Genealogy is like a jigsaw puzzle, but you don't have the box top, so you don't know what the picture is supposed to look like. As you start putting the puzzle together, you realize some pieces are missing, and eventually you figure out that some of the pieces you started with don't actually belong to this puzzle. I'll help you discover the right pieces for your puzzle and assemble them into a picture of your family.
Tuesday, August 16, 2011
IAJGS Conference, Day 3
In the afternoon I went to a session about the Boards for Special Inquiry that discussed the laws that created them, how they functioned, how they processed immigrant aliens, and how to try to find surviving information if you find an immigrant who went through the process. I recently discovered that my elderly great-great-grandparents were questioned by a Board of Special Inquiry for eight days when they arrived in New York in 1922; they were noted on the ship manifest as likely public charges and physically feeble. Apparently the fact that their son had a successful business and was available to pick them up was not enough to prevent the inquiry. They were admitted eventually, which actually makes it less likely there will be any surviving paperwork. But that won't stop me from looking!
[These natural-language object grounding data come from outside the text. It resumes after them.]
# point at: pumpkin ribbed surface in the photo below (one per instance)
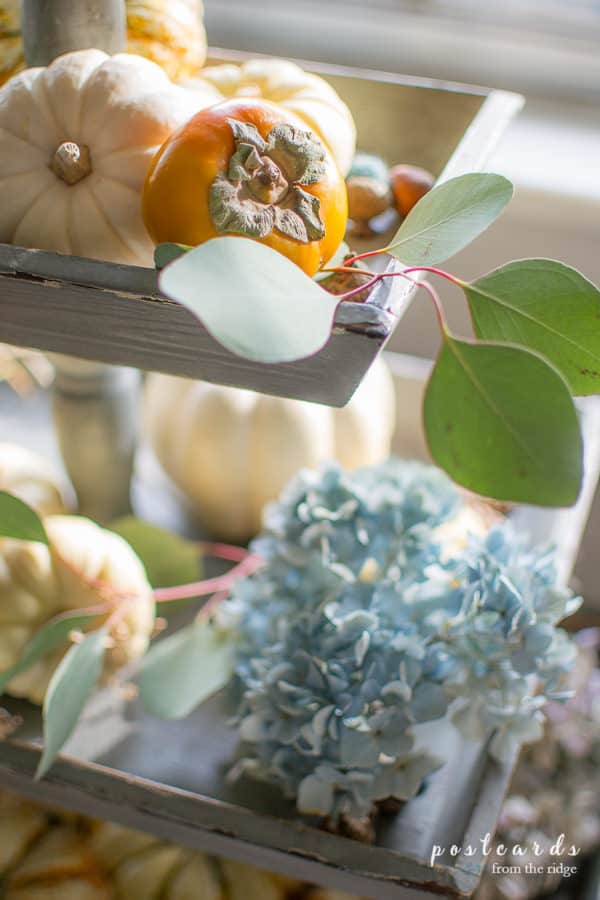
(301, 93)
(76, 141)
(83, 566)
(231, 451)
(169, 32)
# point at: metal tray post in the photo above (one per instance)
(94, 404)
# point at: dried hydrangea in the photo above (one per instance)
(360, 626)
(554, 791)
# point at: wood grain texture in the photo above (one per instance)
(115, 314)
(169, 778)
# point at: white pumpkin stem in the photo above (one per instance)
(71, 162)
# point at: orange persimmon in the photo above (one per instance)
(248, 167)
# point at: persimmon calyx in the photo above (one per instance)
(263, 188)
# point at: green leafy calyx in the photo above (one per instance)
(263, 190)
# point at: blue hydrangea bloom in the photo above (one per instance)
(359, 627)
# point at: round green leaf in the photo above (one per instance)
(73, 681)
(167, 253)
(251, 299)
(168, 558)
(501, 421)
(183, 669)
(449, 217)
(18, 520)
(546, 306)
(44, 641)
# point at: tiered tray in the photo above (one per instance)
(170, 778)
(115, 314)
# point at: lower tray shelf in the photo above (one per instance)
(169, 778)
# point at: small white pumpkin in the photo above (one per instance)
(76, 140)
(76, 571)
(231, 451)
(33, 479)
(306, 95)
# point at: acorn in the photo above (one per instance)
(367, 197)
(409, 184)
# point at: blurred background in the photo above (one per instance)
(547, 50)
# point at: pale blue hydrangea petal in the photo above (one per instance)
(358, 627)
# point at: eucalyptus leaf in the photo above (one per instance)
(70, 687)
(54, 634)
(546, 306)
(449, 217)
(183, 669)
(253, 300)
(168, 558)
(501, 421)
(20, 521)
(168, 252)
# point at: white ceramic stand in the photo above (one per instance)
(94, 405)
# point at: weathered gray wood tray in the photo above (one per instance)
(169, 778)
(115, 314)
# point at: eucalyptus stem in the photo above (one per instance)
(439, 309)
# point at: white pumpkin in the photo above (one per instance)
(33, 479)
(38, 582)
(76, 140)
(306, 95)
(231, 451)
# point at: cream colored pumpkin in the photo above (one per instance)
(82, 565)
(231, 451)
(32, 478)
(287, 84)
(76, 140)
(169, 32)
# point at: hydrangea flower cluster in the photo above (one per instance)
(361, 625)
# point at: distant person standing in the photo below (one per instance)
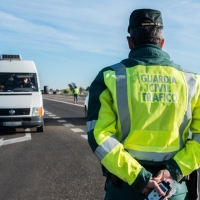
(76, 93)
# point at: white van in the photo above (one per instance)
(21, 103)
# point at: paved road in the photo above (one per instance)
(57, 164)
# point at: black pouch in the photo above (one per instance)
(193, 184)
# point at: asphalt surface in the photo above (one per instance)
(56, 164)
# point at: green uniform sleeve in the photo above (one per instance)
(188, 159)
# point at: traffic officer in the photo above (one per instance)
(140, 113)
(76, 93)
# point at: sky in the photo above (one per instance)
(70, 41)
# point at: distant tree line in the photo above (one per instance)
(71, 89)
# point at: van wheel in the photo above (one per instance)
(40, 128)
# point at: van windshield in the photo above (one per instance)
(18, 82)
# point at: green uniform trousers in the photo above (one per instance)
(128, 193)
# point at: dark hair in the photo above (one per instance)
(146, 35)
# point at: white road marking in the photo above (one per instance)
(61, 120)
(68, 125)
(15, 140)
(77, 130)
(85, 136)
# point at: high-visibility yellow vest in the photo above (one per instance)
(143, 113)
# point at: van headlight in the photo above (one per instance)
(37, 111)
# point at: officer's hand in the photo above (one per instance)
(152, 184)
(162, 175)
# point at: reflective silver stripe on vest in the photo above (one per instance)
(191, 83)
(153, 156)
(90, 125)
(196, 137)
(122, 98)
(102, 150)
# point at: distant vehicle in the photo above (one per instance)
(20, 94)
(86, 105)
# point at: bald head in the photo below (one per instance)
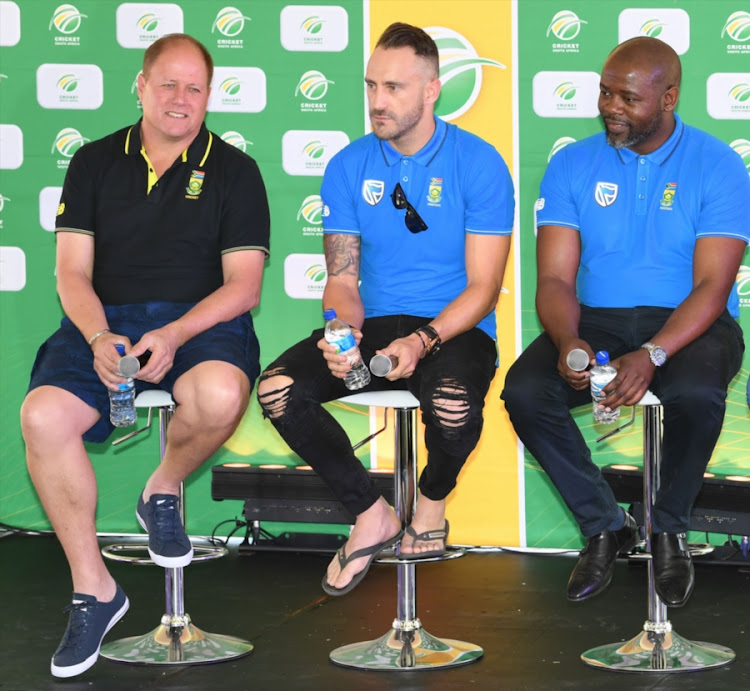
(649, 56)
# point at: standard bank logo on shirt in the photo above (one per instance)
(372, 191)
(605, 193)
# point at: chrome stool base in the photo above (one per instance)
(181, 644)
(138, 553)
(400, 650)
(658, 652)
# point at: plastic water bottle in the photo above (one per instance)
(601, 374)
(122, 403)
(339, 334)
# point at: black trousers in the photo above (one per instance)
(461, 372)
(692, 387)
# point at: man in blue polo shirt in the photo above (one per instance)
(418, 216)
(641, 231)
(162, 233)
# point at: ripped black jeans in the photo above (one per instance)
(451, 386)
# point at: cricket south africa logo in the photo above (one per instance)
(605, 193)
(565, 26)
(460, 72)
(372, 191)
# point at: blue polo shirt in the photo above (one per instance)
(457, 182)
(639, 216)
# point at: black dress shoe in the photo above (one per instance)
(593, 572)
(673, 568)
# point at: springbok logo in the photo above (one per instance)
(605, 193)
(148, 22)
(229, 21)
(737, 27)
(312, 25)
(312, 210)
(565, 25)
(561, 143)
(230, 86)
(236, 140)
(372, 191)
(66, 19)
(742, 147)
(740, 92)
(68, 141)
(67, 82)
(652, 27)
(314, 149)
(460, 72)
(313, 85)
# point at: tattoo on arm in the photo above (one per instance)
(342, 254)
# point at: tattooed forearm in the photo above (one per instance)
(342, 254)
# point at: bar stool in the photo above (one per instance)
(407, 646)
(176, 641)
(657, 648)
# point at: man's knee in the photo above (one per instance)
(274, 392)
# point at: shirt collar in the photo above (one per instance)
(196, 153)
(661, 154)
(426, 154)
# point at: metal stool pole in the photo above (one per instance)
(176, 641)
(657, 648)
(407, 646)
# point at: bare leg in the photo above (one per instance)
(53, 422)
(430, 515)
(212, 398)
(377, 524)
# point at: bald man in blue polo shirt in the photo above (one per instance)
(641, 231)
(418, 216)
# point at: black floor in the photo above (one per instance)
(511, 604)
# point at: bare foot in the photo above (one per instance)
(378, 524)
(430, 515)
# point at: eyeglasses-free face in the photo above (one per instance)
(413, 220)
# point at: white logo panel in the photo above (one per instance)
(305, 276)
(670, 26)
(11, 147)
(728, 95)
(69, 86)
(10, 26)
(314, 28)
(566, 94)
(12, 268)
(238, 90)
(307, 152)
(49, 200)
(139, 24)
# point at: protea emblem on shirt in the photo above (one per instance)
(605, 193)
(195, 184)
(372, 191)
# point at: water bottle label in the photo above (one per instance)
(344, 344)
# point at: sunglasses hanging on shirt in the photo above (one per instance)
(413, 220)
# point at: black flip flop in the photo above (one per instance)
(372, 551)
(427, 536)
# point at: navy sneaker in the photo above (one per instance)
(88, 624)
(168, 544)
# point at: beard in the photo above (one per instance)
(635, 134)
(398, 126)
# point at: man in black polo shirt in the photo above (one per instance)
(162, 234)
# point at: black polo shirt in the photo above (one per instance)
(163, 239)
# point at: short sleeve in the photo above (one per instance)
(489, 194)
(245, 220)
(339, 210)
(556, 205)
(77, 208)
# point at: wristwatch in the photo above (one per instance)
(657, 354)
(432, 344)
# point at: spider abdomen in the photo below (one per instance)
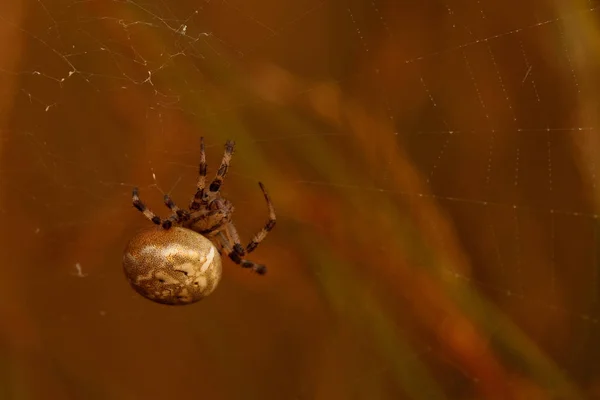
(173, 266)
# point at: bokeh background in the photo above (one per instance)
(433, 165)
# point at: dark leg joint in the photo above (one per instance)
(215, 186)
(235, 257)
(251, 247)
(137, 204)
(239, 249)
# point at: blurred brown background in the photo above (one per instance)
(433, 165)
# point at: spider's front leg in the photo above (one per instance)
(177, 217)
(199, 197)
(236, 252)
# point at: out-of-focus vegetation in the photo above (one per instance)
(437, 230)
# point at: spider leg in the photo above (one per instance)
(178, 215)
(236, 258)
(199, 196)
(259, 237)
(218, 181)
(137, 203)
(233, 237)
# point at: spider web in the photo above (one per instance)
(458, 138)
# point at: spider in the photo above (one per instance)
(209, 213)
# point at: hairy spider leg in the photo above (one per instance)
(235, 257)
(199, 196)
(178, 215)
(233, 237)
(259, 237)
(218, 181)
(137, 203)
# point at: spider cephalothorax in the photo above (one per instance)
(209, 214)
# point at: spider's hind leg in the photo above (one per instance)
(236, 253)
(137, 203)
(218, 181)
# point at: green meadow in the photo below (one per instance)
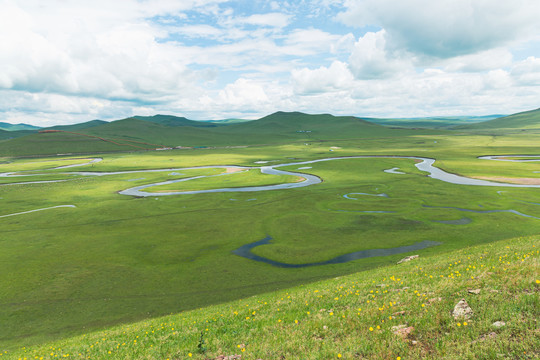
(112, 259)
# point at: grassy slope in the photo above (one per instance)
(277, 128)
(102, 274)
(171, 120)
(16, 127)
(76, 127)
(525, 120)
(6, 135)
(352, 316)
(99, 282)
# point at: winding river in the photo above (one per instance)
(423, 164)
(245, 251)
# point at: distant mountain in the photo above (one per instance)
(226, 121)
(526, 120)
(74, 127)
(17, 127)
(171, 120)
(141, 133)
(6, 135)
(436, 122)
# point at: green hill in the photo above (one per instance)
(169, 131)
(17, 127)
(402, 311)
(433, 122)
(171, 120)
(75, 127)
(529, 120)
(6, 135)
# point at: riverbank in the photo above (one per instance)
(402, 311)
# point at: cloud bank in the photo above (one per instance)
(73, 60)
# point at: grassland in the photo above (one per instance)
(350, 317)
(115, 259)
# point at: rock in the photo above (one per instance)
(462, 310)
(408, 258)
(484, 337)
(399, 313)
(402, 330)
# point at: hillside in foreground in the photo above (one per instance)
(403, 311)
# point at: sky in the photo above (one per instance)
(69, 61)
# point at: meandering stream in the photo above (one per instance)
(245, 251)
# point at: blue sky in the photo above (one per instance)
(68, 61)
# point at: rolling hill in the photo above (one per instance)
(79, 126)
(17, 127)
(171, 120)
(527, 120)
(144, 133)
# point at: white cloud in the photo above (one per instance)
(243, 93)
(482, 61)
(371, 59)
(527, 72)
(278, 20)
(64, 61)
(447, 28)
(323, 79)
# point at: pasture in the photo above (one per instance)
(111, 259)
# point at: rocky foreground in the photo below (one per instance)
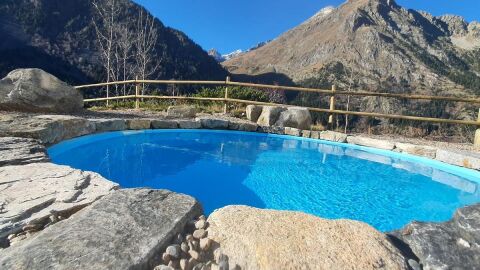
(57, 217)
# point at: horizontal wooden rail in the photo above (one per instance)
(366, 114)
(358, 93)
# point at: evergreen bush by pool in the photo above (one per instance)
(330, 180)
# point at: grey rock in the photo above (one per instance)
(34, 90)
(293, 131)
(295, 117)
(315, 134)
(333, 136)
(189, 124)
(369, 142)
(414, 264)
(439, 245)
(137, 124)
(214, 123)
(269, 115)
(181, 112)
(465, 159)
(201, 224)
(49, 129)
(19, 151)
(200, 233)
(240, 125)
(164, 124)
(306, 133)
(253, 112)
(173, 251)
(418, 150)
(30, 193)
(126, 229)
(105, 125)
(272, 130)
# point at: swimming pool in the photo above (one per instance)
(330, 180)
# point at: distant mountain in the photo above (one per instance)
(225, 57)
(59, 36)
(379, 45)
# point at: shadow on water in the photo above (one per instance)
(209, 167)
(225, 168)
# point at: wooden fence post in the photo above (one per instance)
(332, 104)
(476, 141)
(137, 94)
(225, 106)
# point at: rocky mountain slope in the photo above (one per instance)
(59, 37)
(374, 44)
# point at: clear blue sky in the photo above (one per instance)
(228, 25)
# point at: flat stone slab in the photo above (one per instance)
(31, 193)
(369, 142)
(451, 245)
(49, 129)
(126, 229)
(459, 158)
(106, 125)
(418, 150)
(268, 239)
(19, 151)
(333, 136)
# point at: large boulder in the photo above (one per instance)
(369, 142)
(18, 151)
(253, 112)
(181, 112)
(451, 245)
(269, 115)
(267, 239)
(127, 229)
(49, 129)
(295, 117)
(34, 90)
(30, 193)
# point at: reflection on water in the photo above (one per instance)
(221, 168)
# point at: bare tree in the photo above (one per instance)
(124, 53)
(146, 40)
(108, 13)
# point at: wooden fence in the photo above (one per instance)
(332, 93)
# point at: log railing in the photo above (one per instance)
(331, 93)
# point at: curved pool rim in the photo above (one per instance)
(469, 174)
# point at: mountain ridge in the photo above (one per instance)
(60, 33)
(379, 40)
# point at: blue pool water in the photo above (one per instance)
(382, 188)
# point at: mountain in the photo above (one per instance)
(59, 36)
(379, 45)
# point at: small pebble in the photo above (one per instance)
(201, 224)
(173, 251)
(193, 245)
(195, 255)
(192, 262)
(414, 264)
(165, 258)
(163, 267)
(178, 239)
(205, 244)
(223, 262)
(199, 266)
(174, 264)
(199, 234)
(184, 264)
(184, 247)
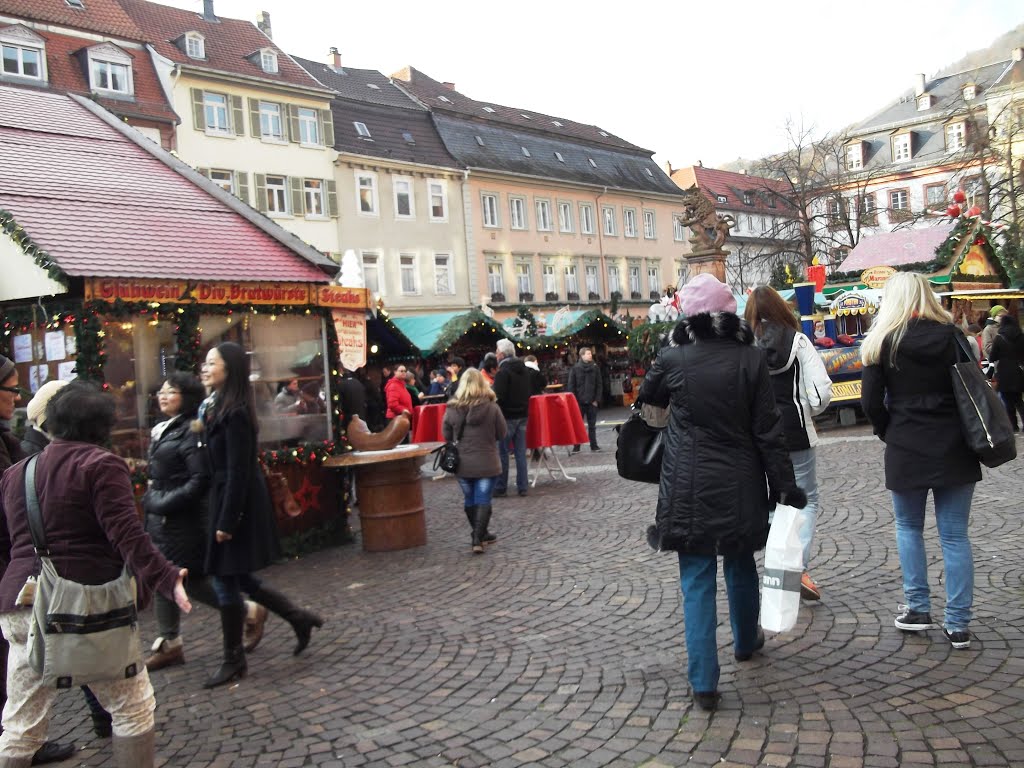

I had an enjoyable dinner this evening with two fellow ProGen alumni, Meredith Hoffman and Michael Hait. I finally got to meet Michael in person after several e-mail conversations. We had a lively discussion about several aspects of being professional genealogists and managed to stay just this side of polite the entire time.
I ended the day watching a documentary called Jews and Baseball (2010), which took an interesting approach to the idea of cultural assimiliation through enjoyment of and participation in the national pastime. Sandy Koufax is aging very well.